Equity securities are valued at fair value. However, if the investor has significant influence over the investee, then the securities must be valued using the equity method.
Where are unrealized gains and losses recorded for equity securities?
For equity securities, when reported under the fair value option, unrealized gains and losses are reported in net income as they occur
What are the 3 types of debt securities?
Held to Maturity securities, available for sale securities and trading securities.
For equity securities, how is impairment calculated?
Impairment loss is equal to the carrying value of the investment less the determined fair value.
Carrying value - fair value = the impairment loss
For available for sale securities, where are unrealized gains and losses recorded?
For available for sale securities, unrealized gains and losses are recorded in OCI. Once they are realized, they are moved from OCI to net income in the income statement.
How is impairment determined for Available for Sale securities?
For Available for sale securities, if the fair value of the security is below the present value of expected cash flows AND the PV is below the amortized cost, then loss is recorded. If the prompt specifically uses the Current Expected Credit Losses (CECL) the fair value of the security is compared against the amortized cost and if the fair value is below amortized cost, then asset should be written down to the lower fair value by recording a credit loss that is recognized on the income statement. (similar to HTM impairment)
How are available for sale securities valued?
Available for sale securities are recorded at fair value.
How are held to maturity securities recorded on the balance sheet?
Marketable securities that the company intends to hold to maturity both long term and short term are reported at carrying amount (amortized cost)

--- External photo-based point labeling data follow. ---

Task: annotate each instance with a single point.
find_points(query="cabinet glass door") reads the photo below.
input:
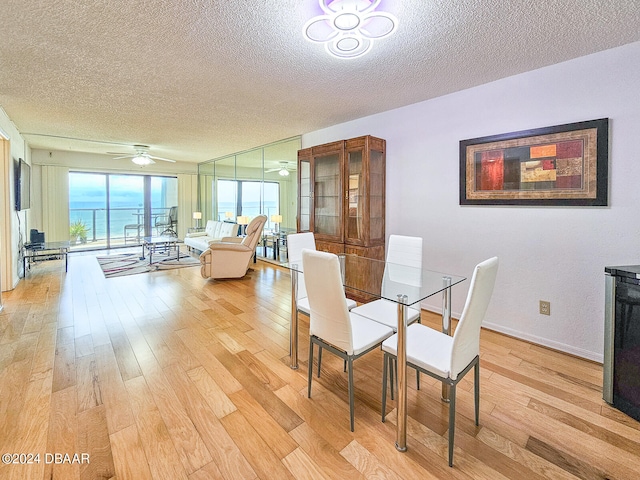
(327, 195)
(305, 195)
(356, 212)
(376, 195)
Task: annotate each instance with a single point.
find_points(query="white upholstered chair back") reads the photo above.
(466, 339)
(329, 318)
(254, 231)
(404, 265)
(296, 242)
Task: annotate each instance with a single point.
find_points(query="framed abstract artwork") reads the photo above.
(560, 165)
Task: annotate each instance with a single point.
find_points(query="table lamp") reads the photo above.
(197, 216)
(242, 220)
(277, 220)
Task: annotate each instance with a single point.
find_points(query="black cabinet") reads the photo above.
(622, 339)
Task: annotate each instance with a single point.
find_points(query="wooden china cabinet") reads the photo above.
(341, 196)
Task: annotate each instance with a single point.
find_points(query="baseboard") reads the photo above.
(544, 342)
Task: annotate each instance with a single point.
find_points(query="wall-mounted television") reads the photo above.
(23, 185)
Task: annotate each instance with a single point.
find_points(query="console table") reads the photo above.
(34, 252)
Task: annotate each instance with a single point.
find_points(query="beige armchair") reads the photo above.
(230, 257)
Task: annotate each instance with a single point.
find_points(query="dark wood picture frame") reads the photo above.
(565, 165)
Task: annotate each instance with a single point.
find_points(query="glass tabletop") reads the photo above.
(160, 239)
(388, 280)
(47, 245)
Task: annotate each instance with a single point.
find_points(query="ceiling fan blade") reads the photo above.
(163, 159)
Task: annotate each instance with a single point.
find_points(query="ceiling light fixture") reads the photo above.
(349, 27)
(142, 160)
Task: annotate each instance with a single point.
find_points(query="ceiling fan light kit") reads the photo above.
(349, 27)
(142, 160)
(141, 156)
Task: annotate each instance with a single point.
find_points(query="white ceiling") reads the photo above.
(198, 79)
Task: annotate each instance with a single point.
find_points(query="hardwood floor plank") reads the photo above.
(332, 463)
(270, 431)
(332, 430)
(129, 459)
(137, 370)
(212, 365)
(226, 455)
(527, 458)
(186, 439)
(277, 409)
(571, 442)
(64, 369)
(112, 390)
(302, 466)
(87, 384)
(209, 472)
(164, 461)
(218, 401)
(93, 439)
(257, 452)
(127, 362)
(367, 464)
(63, 434)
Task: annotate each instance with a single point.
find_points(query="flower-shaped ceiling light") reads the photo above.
(349, 27)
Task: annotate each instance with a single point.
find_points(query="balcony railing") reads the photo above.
(99, 235)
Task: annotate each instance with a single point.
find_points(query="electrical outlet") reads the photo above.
(545, 308)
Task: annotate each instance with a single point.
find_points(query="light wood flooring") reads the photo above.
(169, 376)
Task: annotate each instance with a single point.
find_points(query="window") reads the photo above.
(249, 198)
(111, 210)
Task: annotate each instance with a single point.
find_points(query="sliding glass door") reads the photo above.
(125, 208)
(109, 210)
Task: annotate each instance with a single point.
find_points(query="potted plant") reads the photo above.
(78, 230)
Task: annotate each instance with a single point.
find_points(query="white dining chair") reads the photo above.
(331, 325)
(444, 357)
(296, 242)
(403, 267)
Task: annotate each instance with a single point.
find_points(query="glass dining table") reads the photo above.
(401, 284)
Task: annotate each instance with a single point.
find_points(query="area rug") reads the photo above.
(130, 263)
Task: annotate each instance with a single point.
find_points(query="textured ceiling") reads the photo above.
(198, 79)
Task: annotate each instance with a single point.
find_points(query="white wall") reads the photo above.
(12, 224)
(556, 254)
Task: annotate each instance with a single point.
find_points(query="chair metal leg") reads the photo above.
(452, 420)
(310, 367)
(476, 385)
(351, 403)
(385, 365)
(391, 383)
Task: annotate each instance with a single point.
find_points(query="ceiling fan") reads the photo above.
(141, 156)
(283, 169)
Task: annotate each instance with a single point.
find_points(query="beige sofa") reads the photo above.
(214, 232)
(230, 257)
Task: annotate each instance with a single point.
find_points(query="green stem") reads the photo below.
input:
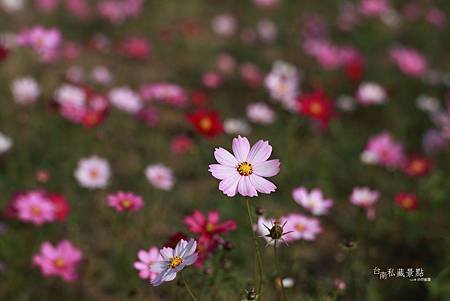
(256, 246)
(277, 271)
(188, 288)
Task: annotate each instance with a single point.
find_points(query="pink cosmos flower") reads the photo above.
(312, 201)
(261, 113)
(60, 260)
(146, 259)
(245, 170)
(208, 225)
(366, 198)
(126, 100)
(409, 61)
(34, 207)
(174, 260)
(93, 172)
(370, 93)
(299, 226)
(383, 150)
(125, 201)
(160, 176)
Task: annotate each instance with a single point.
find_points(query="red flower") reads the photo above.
(407, 201)
(206, 122)
(208, 226)
(417, 166)
(61, 206)
(317, 106)
(4, 52)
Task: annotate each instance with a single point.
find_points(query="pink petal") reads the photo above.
(267, 168)
(262, 185)
(260, 152)
(246, 188)
(229, 185)
(241, 147)
(221, 172)
(224, 157)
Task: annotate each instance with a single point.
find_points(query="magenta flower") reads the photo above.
(174, 260)
(146, 259)
(245, 170)
(383, 150)
(125, 201)
(312, 201)
(61, 260)
(208, 225)
(34, 207)
(299, 226)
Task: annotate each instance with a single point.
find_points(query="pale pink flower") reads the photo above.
(283, 84)
(224, 25)
(374, 7)
(174, 260)
(366, 198)
(312, 201)
(299, 226)
(245, 170)
(126, 100)
(60, 260)
(261, 113)
(160, 176)
(370, 93)
(34, 207)
(144, 264)
(93, 172)
(409, 61)
(125, 201)
(25, 90)
(383, 150)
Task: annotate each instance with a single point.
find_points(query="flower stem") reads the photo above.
(277, 271)
(256, 246)
(188, 288)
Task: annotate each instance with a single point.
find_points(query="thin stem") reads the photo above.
(256, 246)
(277, 271)
(188, 288)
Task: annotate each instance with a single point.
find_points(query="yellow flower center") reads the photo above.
(407, 203)
(245, 169)
(175, 261)
(300, 227)
(126, 203)
(209, 227)
(59, 263)
(205, 123)
(35, 210)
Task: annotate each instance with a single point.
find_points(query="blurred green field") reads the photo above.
(43, 140)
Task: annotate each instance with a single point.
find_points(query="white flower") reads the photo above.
(236, 126)
(160, 176)
(312, 201)
(70, 95)
(371, 93)
(260, 112)
(224, 25)
(282, 83)
(25, 90)
(126, 100)
(5, 143)
(93, 172)
(174, 260)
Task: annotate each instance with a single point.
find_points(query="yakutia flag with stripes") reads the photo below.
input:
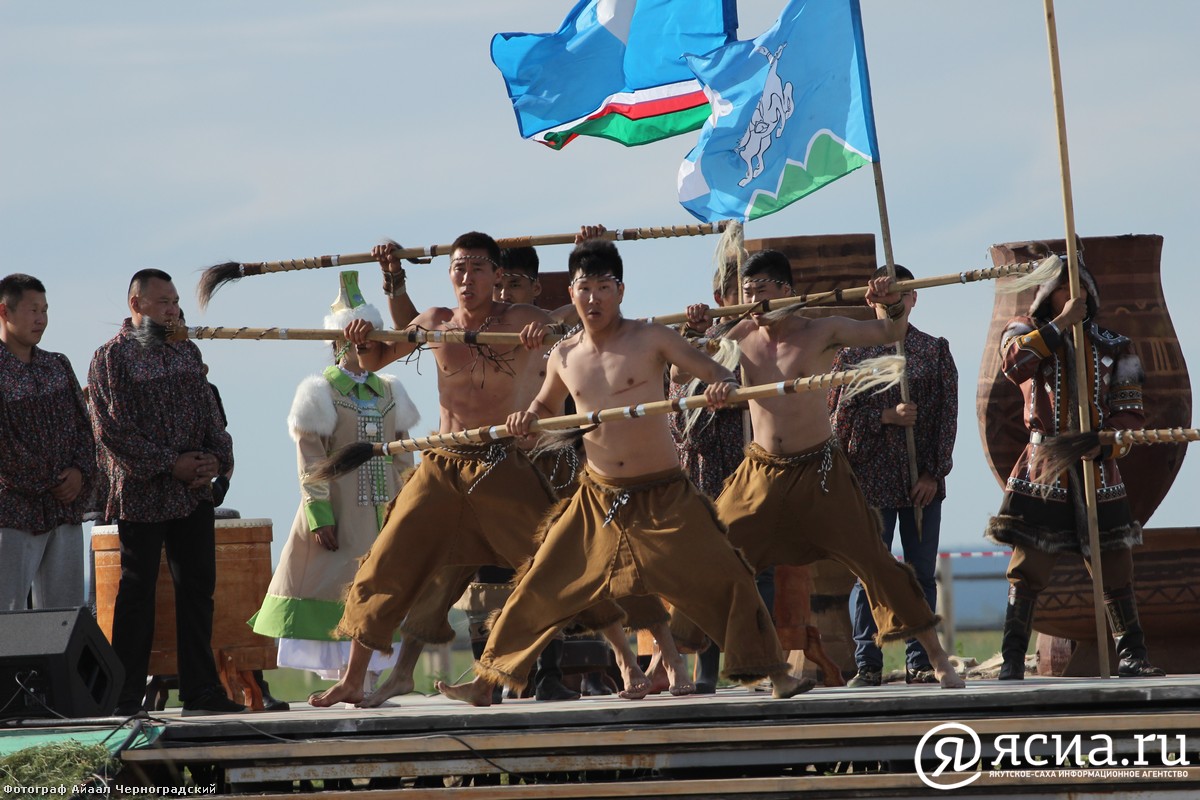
(615, 70)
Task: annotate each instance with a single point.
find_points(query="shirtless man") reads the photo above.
(463, 506)
(636, 525)
(795, 499)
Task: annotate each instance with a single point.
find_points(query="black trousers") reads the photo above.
(191, 557)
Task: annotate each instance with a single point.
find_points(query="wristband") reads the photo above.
(395, 283)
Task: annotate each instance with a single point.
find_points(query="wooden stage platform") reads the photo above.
(1131, 739)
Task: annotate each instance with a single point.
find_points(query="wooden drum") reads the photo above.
(1127, 275)
(244, 571)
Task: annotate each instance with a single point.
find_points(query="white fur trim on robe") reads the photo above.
(312, 409)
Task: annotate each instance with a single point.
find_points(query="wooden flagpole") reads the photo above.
(1080, 343)
(858, 293)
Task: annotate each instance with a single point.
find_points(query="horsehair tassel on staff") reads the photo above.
(1041, 270)
(180, 334)
(871, 374)
(1056, 453)
(215, 277)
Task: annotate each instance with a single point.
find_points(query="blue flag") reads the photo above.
(791, 112)
(615, 70)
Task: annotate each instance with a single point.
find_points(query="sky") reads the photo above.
(175, 136)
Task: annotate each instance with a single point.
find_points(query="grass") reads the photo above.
(58, 767)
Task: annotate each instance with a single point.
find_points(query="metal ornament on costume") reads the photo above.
(348, 306)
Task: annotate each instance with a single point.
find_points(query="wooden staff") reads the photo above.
(180, 334)
(1056, 453)
(1045, 266)
(219, 275)
(1079, 338)
(875, 373)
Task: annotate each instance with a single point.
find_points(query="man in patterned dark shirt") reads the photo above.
(49, 458)
(161, 441)
(871, 431)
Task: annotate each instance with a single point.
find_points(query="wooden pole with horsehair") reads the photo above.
(180, 332)
(456, 336)
(219, 275)
(874, 374)
(1080, 343)
(1033, 269)
(1056, 453)
(910, 437)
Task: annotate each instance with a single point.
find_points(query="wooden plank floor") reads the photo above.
(827, 743)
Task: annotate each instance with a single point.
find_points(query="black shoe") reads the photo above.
(865, 677)
(553, 691)
(1138, 668)
(919, 675)
(211, 703)
(274, 704)
(127, 709)
(593, 685)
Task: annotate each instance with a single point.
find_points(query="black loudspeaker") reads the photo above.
(57, 661)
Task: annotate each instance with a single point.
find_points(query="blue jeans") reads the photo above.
(922, 557)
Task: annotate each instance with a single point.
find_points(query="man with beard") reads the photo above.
(161, 441)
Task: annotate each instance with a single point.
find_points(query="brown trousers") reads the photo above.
(661, 539)
(1029, 569)
(778, 513)
(456, 510)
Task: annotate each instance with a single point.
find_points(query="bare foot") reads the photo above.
(947, 677)
(477, 692)
(397, 683)
(637, 685)
(339, 692)
(657, 674)
(784, 685)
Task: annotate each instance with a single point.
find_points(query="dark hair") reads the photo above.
(142, 277)
(475, 240)
(520, 259)
(13, 288)
(595, 257)
(903, 272)
(769, 264)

Are unrealized gains and losses recorded for Held to maturity securities?
No, unrealized gains and losses are not recorded for held to maturity securities.
For held to maturity securities, how is impairment evaluated?
If it is determined that all amounts due (principal and interest) will not be collected on a debt instrument reported at amortized cost, the investment should be reported at the present value of the principal and interest that is expected to be collected. Credit loss = PV - Amortized Cost.
If the problem is using the CECL method, then we compare present value of expected future cash flows OR fair value against the amortized cost. If fair value is below amortized cost and the decline is permanent, then impairment should be recorded.
Credit Loss Expense XXX
Allowance for Credit Loss (XXX)
Generally speaking, what is the difference between realized gains and losses and unrealized gains and losses?
Realized gains and losses are those that have been actualized by selling an existing position for more or less than what it was worth. Unrealized gains and losses are “on paper” only and have not been actualized yet.
What is a liquidating dividend?
A liquidating dividend is a distribution that exceeds the investor’s share of the investee’s retained earnings. A liquidating dividend is a return of capital that decreases the investor’s basis in the investment. The JE is
Dr. Cash XXX
Cr. Investment in Investee (XXX)
**The above JE is the same for a liquidating dividend under the fair value method and under the equity method, dividends received are considered a return of investment and lowers the investment account, so the JE would be the same regardless.
Where as a normal dividend would be
Dr. Cash XXX
Cr. Dividend Income (XXX)
Is the following statement true or false? When transferring from one debt security to another, the transfer is accounted for using the fair value method.
True. When transferring from one debt security to another, the transfer is accounted for using the fair value method.
How are trading securities reported on the balance sheet?
Trading securities are reported at fair value.
How are unrealized gains and losses reported for trading securities?
Unrealized gains and losses are reported in net income for trading securities.